According to a recent survey, more than three-quarters of GPs do not believe that the profession should give up its independent contractor status and become salaried by the NHS.
The survey was carried out last week and involved 523 GPs, of whom 74 per cent were partners, 13 per cent were salaried GPs, 9 per cent were locums, 2 per cent GP registrars and 2 per cent either private or other GPs.
Comments posted following the survey included one from a GP partner who expressed concern that GPs would just become a service industry with a service mentality if GPs became salaried.
However, another GP partner said that general practice has changed, so they would support the proposal to abandon independent status, particularly if GPs are to become pawns in a political game.
Outgoing Chair of the Royal College of General Practitioners (RCGP), Professor Clare Gerada, who originally floated the idea, said that she was glad that ideas over the alternatives to the independent contractor status of GPs were being explored.

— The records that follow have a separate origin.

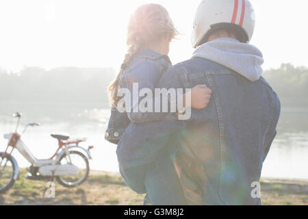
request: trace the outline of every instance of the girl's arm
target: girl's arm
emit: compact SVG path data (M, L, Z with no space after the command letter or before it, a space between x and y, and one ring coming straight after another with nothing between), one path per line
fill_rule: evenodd
M144 123L153 121L175 120L178 119L179 112L177 108L177 96L174 96L173 98L170 99L169 95L169 98L167 100L164 100L160 95L159 96L154 96L156 84L161 76L161 74L157 73L162 71L161 68L154 62L146 62L131 70L127 76L125 76L125 81L126 87L129 90L131 95L131 103L129 103L127 116L132 123ZM171 80L173 85L177 84L176 81L177 79L168 78L168 77L166 79ZM137 86L138 88L136 88ZM175 88L178 87L175 86ZM136 94L136 90L137 94ZM142 92L142 91L144 92ZM140 92L142 94L139 93ZM150 92L152 94L151 96L147 96L147 99L144 96L142 96L141 94L144 94L144 93L149 94ZM198 110L205 108L209 103L211 92L211 91L205 85L199 85L193 88L190 92L183 94L183 107L190 107ZM188 97L188 95L191 97L191 103L186 101ZM166 96L165 95L164 97L166 97ZM144 104L144 101L147 104ZM160 106L159 110L162 110L161 107L164 104L166 104L166 102L167 102L168 110L163 111L164 112L161 112L162 110L155 112L155 104L158 103ZM173 109L175 108L176 110L173 110L173 112L170 110L172 108L172 104L174 105ZM149 106L149 105L151 105L147 107L147 109L146 107L142 109L142 107L146 105Z

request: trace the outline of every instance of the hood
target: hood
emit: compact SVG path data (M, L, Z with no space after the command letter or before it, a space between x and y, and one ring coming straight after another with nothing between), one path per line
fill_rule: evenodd
M197 57L218 63L251 81L257 81L263 73L262 53L257 47L233 38L218 38L201 45L192 55L193 58Z

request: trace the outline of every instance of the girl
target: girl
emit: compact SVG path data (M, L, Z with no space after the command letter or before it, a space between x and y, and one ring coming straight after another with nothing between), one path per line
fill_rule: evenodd
M167 55L170 42L177 34L167 10L162 5L146 4L138 8L129 23L128 53L119 74L109 88L112 114L105 138L118 144L120 172L127 184L136 192L149 194L152 188L157 186L164 190L164 196L155 192L150 196L153 203L159 205L186 204L170 159L169 146L164 146L170 144L168 136L181 127L181 123L177 120L178 113L133 112L133 106L142 99L134 103L132 94L131 105L129 106L131 110L120 113L117 110L120 100L118 92L120 88L127 88L133 94L133 84L138 83L139 90L149 88L154 93L162 74L171 65ZM188 94L183 95L184 105L203 109L209 102L210 93L205 86L197 86L188 94L191 96L190 105L185 103ZM157 123L157 129L151 130L142 125L142 123L159 120L170 122L163 127ZM149 140L150 138L154 140ZM155 168L158 164L163 168Z

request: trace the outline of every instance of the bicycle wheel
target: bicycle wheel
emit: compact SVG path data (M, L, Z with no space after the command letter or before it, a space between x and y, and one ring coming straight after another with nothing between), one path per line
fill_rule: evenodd
M13 186L15 179L14 175L16 170L15 163L10 155L2 157L0 153L0 193L4 193Z
M63 186L73 188L81 184L87 179L90 172L89 162L88 158L79 151L70 151L71 164L74 164L79 169L77 175L65 175L56 177L57 181ZM66 154L64 154L60 158L59 164L69 164L69 158Z

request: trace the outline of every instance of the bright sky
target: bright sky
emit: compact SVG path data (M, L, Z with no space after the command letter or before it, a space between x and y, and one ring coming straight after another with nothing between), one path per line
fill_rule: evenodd
M188 59L200 0L1 0L0 66L114 67L126 50L129 17L140 5L158 3L183 35L172 43L174 64ZM282 62L308 66L308 1L251 0L257 24L251 43L264 53L264 67Z

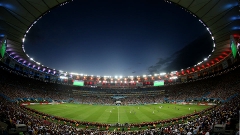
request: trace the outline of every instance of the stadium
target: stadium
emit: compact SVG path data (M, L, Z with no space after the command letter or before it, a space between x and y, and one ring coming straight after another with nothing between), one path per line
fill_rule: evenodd
M0 1L0 134L237 134L239 0L166 1L199 19L212 53L178 71L114 77L56 70L25 53L31 27L69 2Z

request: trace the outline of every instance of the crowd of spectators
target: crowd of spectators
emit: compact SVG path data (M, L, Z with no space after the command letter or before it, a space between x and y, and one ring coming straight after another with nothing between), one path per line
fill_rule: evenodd
M206 134L207 132L212 132L216 124L226 124L229 125L228 127L231 127L231 120L239 116L240 68L191 83L161 87L161 89L165 90L164 95L141 95L122 99L123 104L163 102L166 101L166 98L173 101L195 98L214 98L226 101L202 112L182 118L129 125L128 128L139 127L138 131L128 131L127 128L124 129L124 131L122 129L116 129L116 131L81 129L74 126L76 121L67 121L68 124L57 123L49 120L52 119L52 117L47 114L44 115L49 119L42 118L40 117L42 114L39 112L21 107L11 101L16 101L16 99L19 98L49 98L61 101L74 99L79 103L114 104L115 100L107 96L76 96L72 92L72 86L38 81L6 68L0 68L0 73L1 118L9 120L10 127L19 123L26 124L28 126L28 134L187 134L188 132L192 134ZM117 93L119 90L113 90L112 93L113 92ZM126 92L128 91L124 91L124 93ZM227 99L229 99L229 101ZM66 121L62 118L54 117L54 119ZM166 123L170 124L166 125ZM99 126L99 124L95 125ZM110 125L100 126L107 127ZM151 126L155 128L141 130L141 126Z

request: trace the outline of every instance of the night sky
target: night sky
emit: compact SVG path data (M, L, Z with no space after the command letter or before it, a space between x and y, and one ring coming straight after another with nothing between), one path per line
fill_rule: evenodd
M162 0L75 0L43 16L24 47L57 70L137 76L202 61L212 50L206 31L197 18Z

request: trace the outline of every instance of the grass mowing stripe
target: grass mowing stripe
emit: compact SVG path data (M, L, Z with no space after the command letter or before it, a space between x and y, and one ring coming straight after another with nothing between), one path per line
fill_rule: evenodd
M60 104L33 105L28 107L50 115L80 121L100 123L118 122L118 109L117 106L114 105ZM191 110L189 110L189 108L191 108ZM200 111L205 108L208 108L208 106L178 104L119 106L119 123L141 123L171 119L194 113L194 110Z
M108 119L107 119L107 122L108 123L117 123L118 121L118 117L117 117L117 114L118 114L118 109L117 109L117 106L113 107L111 106L112 108L112 112L110 113ZM109 113L109 112L108 112Z

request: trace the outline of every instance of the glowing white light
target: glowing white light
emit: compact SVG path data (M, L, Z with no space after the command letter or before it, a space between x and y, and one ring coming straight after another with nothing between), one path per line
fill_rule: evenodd
M177 76L172 76L170 77L170 79L177 79Z
M166 75L166 73L160 73L160 75Z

Professor Gerada pointed out that the survey shows that there could be no single top-down solution and that GPs should get together to sort out the problem.
She also added that the pay model she was talking about was GPs becoming salaried to a GP-led organisation rather than a foundation trust, which was another idea that had been mooted.
However, incoming RCGP Chair, Dr Maureen Baker, has rejected the suggestion that GPs should give up their independent contractor status, saying that it meant that the profession could remain ‘flexible and adaptable’.
Dr Baker added that her priority will be to make the business case to Government and policy makers to get more funding and more workforce for GPs.